Re: [PATCH 0/2] namespaces: log namespaces per task

From: Serge Hallyn
Date: Fri May 02 2014 - 17:00:53 EST


Quoting Richard Guy Briggs (rgb@xxxxxxxxxx):
> On 14/05/02, Serge E. Hallyn wrote:
> > Quoting Richard Guy Briggs (rgb@xxxxxxxxxx):
> > > I saw no replies to my questions when I replied a year after Aris' posting, so
> > > I don't know if it was ignored or got lost in stale threads:
> > > https://www.redhat.com/archives/linux-audit/2013-March/msg00020.html
> > > https://www.redhat.com/archives/linux-audit/2013-March/msg00033.html
> > > (https://lists.linux-foundation.org/pipermail/containers/2013-March/032063.html)
> > > https://www.redhat.com/archives/linux-audit/2014-January/msg00180.html
> > >
> > > I've tried to answer a number of questions that were raised in that thread.
> > >
> > > The goal is not quite identical to Aris' patchset.
> > >
> > > The purpose is to track namespaces in use by logged processes from the
> > > perspective of init_*_ns. The first patch defines a function to list them.
> > > The second patch provides an example of usage for audit_log_task_info() which
> > > is used by syscall audits, among others. audit_log_task() and
> > > audit_common_recv_message() would be other potential use cases.
> > >
> > > Use a serial number per namespace (unique across one boot of one kernel)
> > > instead of the inode number (which is claimed to have had the right to change
> > > reserved and is not necessarily unique if there is more than one proc fs). It
> > > could be argued that the inode numbers have now become a defacto interface and
> > > can't change now, but I'm proposing this approach to see if this helps address
> > > some of the objections to the earlier patchset.
> > >
> > > There could also have messages added to track the creation and the destruction
> > > of namespaces, listing the parent for hierarchical namespaces such as pidns,
> > > userns, and listing other ids for non-hierarchical namespaces, as well as other
> > > information to help identify a namespace.
> > >
> > > There has been some progress made for audit in net namespaces and pid
> > > namespaces since this previous thread. net namespaces are now served as peers
> > > by one auditd in the init_net namespace with processes in a non-init_net
> > > namespace being able to write records if they are in the init_user_ns and have
> > > CAP_AUDIT_WRITE. Processes in a non-init_pid_ns can now similarly write
> > > records. As for CAP_AUDIT_READ, I just posted a patchset to check capabilities
> > > of userspace processes that try to join netlink broadcast groups.
> > >
> > >
> > > Questions:
> > > Is there a way to link serial numbers of namespaces involved in migration of a
> > > container to another kernel? (I had a brief look at CRIU.) Is there a unique
> > > identifier for each running instance of a kernel? Or at least some identifier
> > > within the container migration realm?
> >
> > Eric Biederman has always been adamantly opposed to adding new namespaces
> > of namespaces, so the fact that you're asking this question concerns me.
>
> I have seen that position and I don't fully understand the justification
> for it other than added complexity.
>
> One way that occured to me to be able to identify a kernel instance was
> to look at CPU serial numbers or other CPU entity intended to be
> globally unique, but that isn't universally available.

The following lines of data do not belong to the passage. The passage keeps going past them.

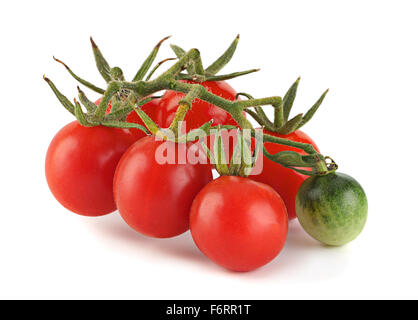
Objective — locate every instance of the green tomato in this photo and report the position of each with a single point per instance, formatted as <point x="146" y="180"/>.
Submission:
<point x="332" y="208"/>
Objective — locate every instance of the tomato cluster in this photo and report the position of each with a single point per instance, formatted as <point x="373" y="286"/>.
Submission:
<point x="163" y="187"/>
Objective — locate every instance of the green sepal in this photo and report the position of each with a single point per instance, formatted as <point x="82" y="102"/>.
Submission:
<point x="229" y="76"/>
<point x="117" y="74"/>
<point x="63" y="99"/>
<point x="81" y="117"/>
<point x="89" y="105"/>
<point x="82" y="81"/>
<point x="219" y="154"/>
<point x="291" y="125"/>
<point x="308" y="116"/>
<point x="219" y="63"/>
<point x="157" y="66"/>
<point x="125" y="125"/>
<point x="180" y="52"/>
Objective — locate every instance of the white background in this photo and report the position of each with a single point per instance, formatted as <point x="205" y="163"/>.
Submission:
<point x="366" y="52"/>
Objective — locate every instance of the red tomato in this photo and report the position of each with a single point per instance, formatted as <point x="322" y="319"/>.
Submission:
<point x="285" y="181"/>
<point x="149" y="108"/>
<point x="201" y="111"/>
<point x="154" y="198"/>
<point x="80" y="165"/>
<point x="238" y="223"/>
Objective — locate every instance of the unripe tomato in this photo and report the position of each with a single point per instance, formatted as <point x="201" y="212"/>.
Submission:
<point x="80" y="165"/>
<point x="154" y="198"/>
<point x="238" y="223"/>
<point x="149" y="108"/>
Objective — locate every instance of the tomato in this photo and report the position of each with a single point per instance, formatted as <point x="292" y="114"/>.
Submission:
<point x="285" y="181"/>
<point x="149" y="108"/>
<point x="201" y="111"/>
<point x="332" y="208"/>
<point x="80" y="165"/>
<point x="238" y="223"/>
<point x="154" y="198"/>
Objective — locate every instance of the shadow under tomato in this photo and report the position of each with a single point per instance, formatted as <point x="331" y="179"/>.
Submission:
<point x="113" y="230"/>
<point x="306" y="259"/>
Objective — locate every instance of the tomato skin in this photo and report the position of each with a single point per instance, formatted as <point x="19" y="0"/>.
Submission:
<point x="149" y="108"/>
<point x="201" y="111"/>
<point x="236" y="232"/>
<point x="155" y="199"/>
<point x="80" y="164"/>
<point x="285" y="181"/>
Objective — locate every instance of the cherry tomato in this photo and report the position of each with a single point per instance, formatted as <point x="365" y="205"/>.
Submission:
<point x="153" y="197"/>
<point x="238" y="223"/>
<point x="149" y="108"/>
<point x="201" y="111"/>
<point x="285" y="181"/>
<point x="80" y="165"/>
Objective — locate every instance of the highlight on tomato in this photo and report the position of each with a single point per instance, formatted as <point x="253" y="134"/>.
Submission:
<point x="201" y="111"/>
<point x="286" y="181"/>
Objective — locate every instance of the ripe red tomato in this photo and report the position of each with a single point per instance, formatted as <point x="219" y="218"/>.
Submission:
<point x="80" y="165"/>
<point x="154" y="198"/>
<point x="149" y="108"/>
<point x="285" y="181"/>
<point x="201" y="111"/>
<point x="238" y="223"/>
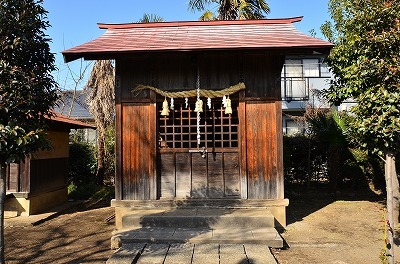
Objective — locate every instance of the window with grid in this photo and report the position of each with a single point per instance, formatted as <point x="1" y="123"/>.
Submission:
<point x="217" y="129"/>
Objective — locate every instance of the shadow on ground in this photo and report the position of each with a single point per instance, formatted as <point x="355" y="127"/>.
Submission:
<point x="304" y="201"/>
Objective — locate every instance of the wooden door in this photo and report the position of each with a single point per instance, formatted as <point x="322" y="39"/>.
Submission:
<point x="206" y="170"/>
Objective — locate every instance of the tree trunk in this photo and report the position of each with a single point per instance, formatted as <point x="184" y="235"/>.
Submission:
<point x="390" y="172"/>
<point x="100" y="157"/>
<point x="333" y="165"/>
<point x="3" y="168"/>
<point x="396" y="196"/>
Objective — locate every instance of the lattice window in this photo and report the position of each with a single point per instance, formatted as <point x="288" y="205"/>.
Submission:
<point x="217" y="129"/>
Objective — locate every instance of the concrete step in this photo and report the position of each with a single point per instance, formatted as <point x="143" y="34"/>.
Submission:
<point x="230" y="235"/>
<point x="209" y="218"/>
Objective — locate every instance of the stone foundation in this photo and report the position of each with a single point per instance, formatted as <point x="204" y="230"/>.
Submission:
<point x="276" y="207"/>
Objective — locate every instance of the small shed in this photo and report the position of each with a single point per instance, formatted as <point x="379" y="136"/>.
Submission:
<point x="170" y="152"/>
<point x="41" y="180"/>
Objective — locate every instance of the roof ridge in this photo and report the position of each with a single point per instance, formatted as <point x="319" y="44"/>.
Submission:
<point x="289" y="20"/>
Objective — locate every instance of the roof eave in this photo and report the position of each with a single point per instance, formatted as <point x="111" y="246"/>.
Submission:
<point x="68" y="57"/>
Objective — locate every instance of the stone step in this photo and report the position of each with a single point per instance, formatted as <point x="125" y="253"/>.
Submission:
<point x="231" y="235"/>
<point x="210" y="218"/>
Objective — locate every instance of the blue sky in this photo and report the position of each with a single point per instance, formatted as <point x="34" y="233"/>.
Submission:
<point x="74" y="22"/>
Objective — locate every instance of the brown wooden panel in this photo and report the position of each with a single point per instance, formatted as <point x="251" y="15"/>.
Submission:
<point x="219" y="71"/>
<point x="118" y="152"/>
<point x="199" y="176"/>
<point x="263" y="144"/>
<point x="183" y="175"/>
<point x="13" y="174"/>
<point x="215" y="177"/>
<point x="231" y="174"/>
<point x="167" y="175"/>
<point x="137" y="151"/>
<point x="242" y="146"/>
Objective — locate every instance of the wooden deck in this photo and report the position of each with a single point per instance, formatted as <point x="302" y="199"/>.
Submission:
<point x="192" y="254"/>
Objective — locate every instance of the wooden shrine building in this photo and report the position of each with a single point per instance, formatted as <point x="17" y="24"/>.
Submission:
<point x="169" y="152"/>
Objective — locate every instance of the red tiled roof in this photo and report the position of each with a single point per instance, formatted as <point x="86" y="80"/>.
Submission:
<point x="195" y="35"/>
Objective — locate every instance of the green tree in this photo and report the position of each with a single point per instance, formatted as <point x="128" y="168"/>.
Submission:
<point x="27" y="88"/>
<point x="366" y="66"/>
<point x="231" y="9"/>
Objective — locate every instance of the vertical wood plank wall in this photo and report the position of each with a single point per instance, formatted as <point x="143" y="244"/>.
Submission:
<point x="138" y="151"/>
<point x="264" y="150"/>
<point x="260" y="139"/>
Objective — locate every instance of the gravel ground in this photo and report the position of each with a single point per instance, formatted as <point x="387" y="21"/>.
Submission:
<point x="319" y="231"/>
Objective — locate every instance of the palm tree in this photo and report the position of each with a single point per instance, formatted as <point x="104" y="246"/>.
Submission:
<point x="232" y="9"/>
<point x="100" y="88"/>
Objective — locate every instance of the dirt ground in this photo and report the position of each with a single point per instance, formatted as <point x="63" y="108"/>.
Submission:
<point x="341" y="230"/>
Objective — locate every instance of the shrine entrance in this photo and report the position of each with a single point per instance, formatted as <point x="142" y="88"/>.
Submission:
<point x="208" y="168"/>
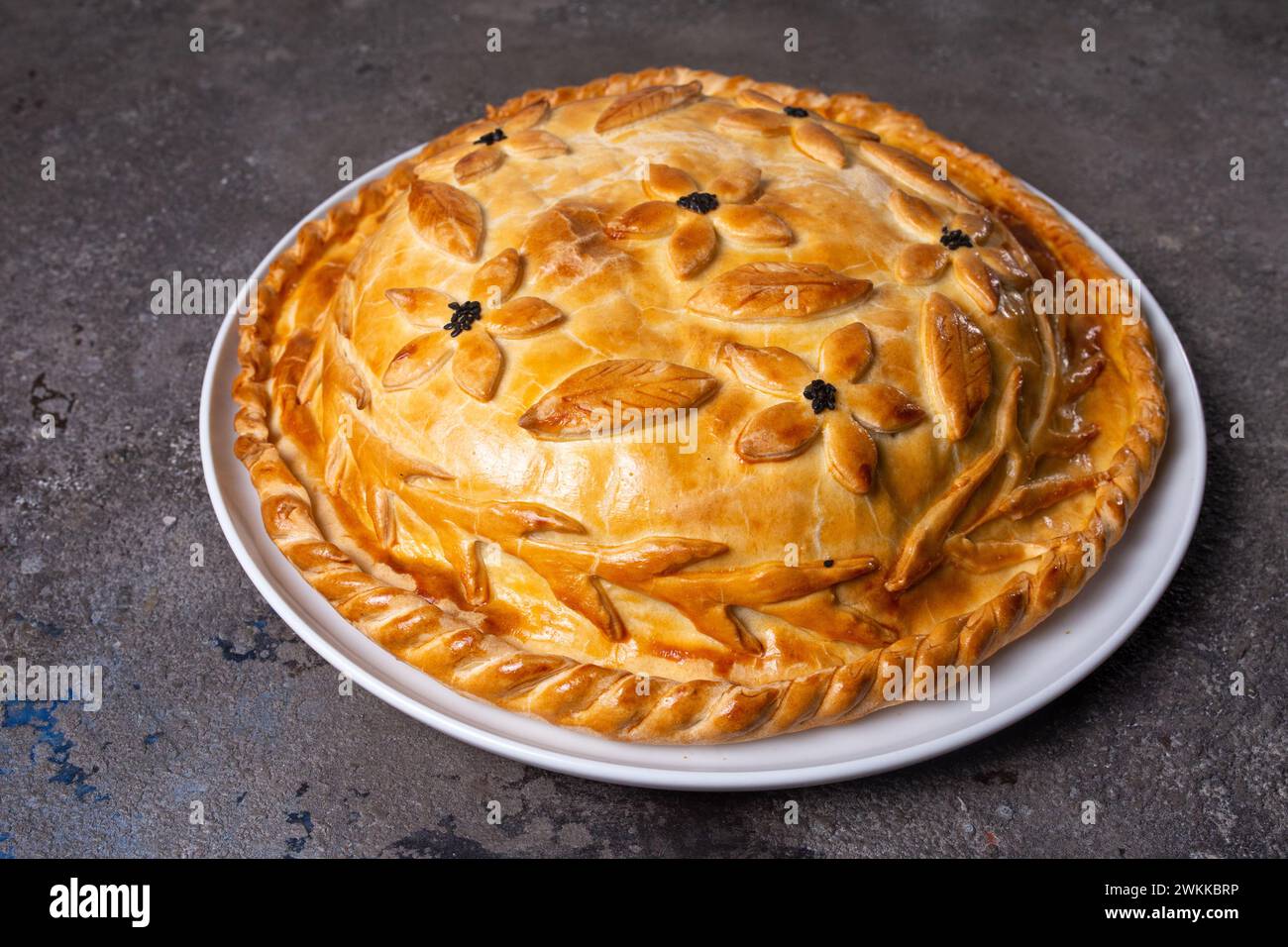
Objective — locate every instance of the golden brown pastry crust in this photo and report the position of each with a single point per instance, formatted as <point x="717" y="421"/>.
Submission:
<point x="463" y="552"/>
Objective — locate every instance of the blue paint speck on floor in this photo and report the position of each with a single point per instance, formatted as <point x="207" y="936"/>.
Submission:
<point x="42" y="718"/>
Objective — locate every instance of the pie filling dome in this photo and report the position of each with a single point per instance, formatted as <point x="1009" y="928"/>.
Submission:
<point x="681" y="407"/>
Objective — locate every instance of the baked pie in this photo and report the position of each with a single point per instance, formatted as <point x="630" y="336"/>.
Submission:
<point x="681" y="407"/>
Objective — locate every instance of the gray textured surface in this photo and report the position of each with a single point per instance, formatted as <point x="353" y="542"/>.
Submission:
<point x="170" y="159"/>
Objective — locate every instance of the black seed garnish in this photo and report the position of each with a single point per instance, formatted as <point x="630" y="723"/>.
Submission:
<point x="820" y="395"/>
<point x="699" y="202"/>
<point x="464" y="316"/>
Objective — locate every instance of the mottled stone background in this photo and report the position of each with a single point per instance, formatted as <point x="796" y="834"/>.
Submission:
<point x="171" y="159"/>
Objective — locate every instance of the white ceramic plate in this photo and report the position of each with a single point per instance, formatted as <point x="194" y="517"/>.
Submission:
<point x="1024" y="677"/>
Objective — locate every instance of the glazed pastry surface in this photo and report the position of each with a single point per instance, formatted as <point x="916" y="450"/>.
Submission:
<point x="681" y="407"/>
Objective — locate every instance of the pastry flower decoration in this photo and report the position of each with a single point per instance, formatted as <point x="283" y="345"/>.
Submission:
<point x="983" y="272"/>
<point x="829" y="401"/>
<point x="473" y="325"/>
<point x="691" y="217"/>
<point x="485" y="153"/>
<point x="818" y="138"/>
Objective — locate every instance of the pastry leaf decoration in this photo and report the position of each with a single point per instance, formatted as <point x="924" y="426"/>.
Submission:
<point x="446" y="218"/>
<point x="957" y="356"/>
<point x="644" y="103"/>
<point x="764" y="291"/>
<point x="584" y="403"/>
<point x="477" y="360"/>
<point x="692" y="217"/>
<point x="829" y="401"/>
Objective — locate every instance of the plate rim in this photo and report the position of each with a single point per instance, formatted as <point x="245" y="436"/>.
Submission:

That's one issue, which is uniqueness of namespaces cross-machines.

But it gets worse if we consider that after allowing in-container audit,
we'll have a nested container running, then have the parent container
migrated to another host (or just checkpointed and restarted); Now the
nexted container's indexes will all be changed. Is there any way audit
can track who's who after the migration?

That's not an indictment of the serial # approach, since (a) we don't
have in-container audit yet and (b) we don't have c/r/migration of nested
containers. But it's worth considering whether we can solve the issue
with serial #s, and, if not, whether we can solve it with any other
approach.

I guess one approach to solve it would be to allow userspace to request
a next serial #. Which will immediately lead us to a namespace of serial
#s (since the requested # might be lower than the last used one on the
new host).

As you've said inode #s for /proc/self/ns/* probably aren't sufficiently
unique, though perhaps we could attach a generation # for the sake of
audit. Then after a c/r/migration the generation # may be different,
but we may have a better shot at at least using the same ino#.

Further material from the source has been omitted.